Nuno Brandão Costa ouve atento a análise. Se concorda com o colega de profissão em vários pontos, ainda que se diga adepto de uma versão menos negativa, não deixa de recentrar a questão no “Tarrafal” para trazer algum contentamento à conversa: “Aqui estamos afastados de toda essa lógica”, garante. “São casas sem qualquer perspectiva de ter valor financeiro”. O aceno concordante de Levi Bismarck traz um senão: “O São João de Deus é um contra-ciclo, uma excepção.” E fazer desta aposta a regra seria uma transformação radical: “Desde logo é preciso deixar de ver a habitação como um problema de Excel.”

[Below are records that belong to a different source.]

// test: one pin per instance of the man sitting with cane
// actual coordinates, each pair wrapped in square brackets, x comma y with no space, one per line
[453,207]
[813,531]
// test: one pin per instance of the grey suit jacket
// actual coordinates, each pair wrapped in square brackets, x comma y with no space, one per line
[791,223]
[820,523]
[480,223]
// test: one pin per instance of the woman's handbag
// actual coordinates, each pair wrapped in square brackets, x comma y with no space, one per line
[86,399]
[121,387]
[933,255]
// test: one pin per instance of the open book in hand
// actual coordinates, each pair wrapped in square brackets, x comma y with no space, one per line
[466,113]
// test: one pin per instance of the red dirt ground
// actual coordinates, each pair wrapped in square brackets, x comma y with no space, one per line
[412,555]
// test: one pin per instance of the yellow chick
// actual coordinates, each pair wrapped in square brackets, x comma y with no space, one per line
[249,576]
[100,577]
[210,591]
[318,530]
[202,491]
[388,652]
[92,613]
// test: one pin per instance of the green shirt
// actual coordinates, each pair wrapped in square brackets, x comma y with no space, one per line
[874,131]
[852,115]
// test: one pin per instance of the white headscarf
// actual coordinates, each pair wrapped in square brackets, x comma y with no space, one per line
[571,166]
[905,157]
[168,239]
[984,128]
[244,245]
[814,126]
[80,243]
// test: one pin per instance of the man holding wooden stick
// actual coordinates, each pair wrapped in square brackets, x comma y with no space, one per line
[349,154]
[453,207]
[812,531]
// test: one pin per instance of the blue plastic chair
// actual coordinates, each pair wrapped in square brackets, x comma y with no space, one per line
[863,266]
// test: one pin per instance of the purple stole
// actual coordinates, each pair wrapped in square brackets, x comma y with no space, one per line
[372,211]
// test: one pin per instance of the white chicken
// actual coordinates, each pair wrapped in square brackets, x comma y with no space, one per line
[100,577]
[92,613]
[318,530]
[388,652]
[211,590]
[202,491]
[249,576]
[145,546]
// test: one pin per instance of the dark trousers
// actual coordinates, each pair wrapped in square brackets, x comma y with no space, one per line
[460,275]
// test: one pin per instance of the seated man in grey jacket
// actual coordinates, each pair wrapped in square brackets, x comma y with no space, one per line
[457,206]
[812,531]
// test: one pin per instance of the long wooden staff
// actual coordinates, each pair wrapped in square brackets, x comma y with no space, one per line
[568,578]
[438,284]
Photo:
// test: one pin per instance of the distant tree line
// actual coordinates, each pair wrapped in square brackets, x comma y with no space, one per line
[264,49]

No bairro, as tags com a inscrição “Tarrafal” ainda se vislumbram em diversas paredes, mas o medo que nelas habitava parece ter-se esbatido. Sobrevivem despojos da demolição com mais de uma década, testemunhas de uma história que não se quer deixar esquecer. Algumas ruas permanecem em terra batida, cenário de estaleiro iniciado em 2016, mas o ruído das máquinas pode também ser o da mudança. Parte das belíssimas casas brancas desenhadas por Nuno Brandão Costa, iluminadas pelo vale da freguesia mais pobre da cidade, estão já habitadas. Um casal passeia-se, queixa-se ao arquitecto de um pormenor por rever, recebe promessa de atenção. “Este projecto mostra que é possível fazer diferente e renovar a história”, anota o Nuno Brandão Costa. Resta esperar o “efeito de contaminação”. Poderá a arquitectura ser o capítulo inicial?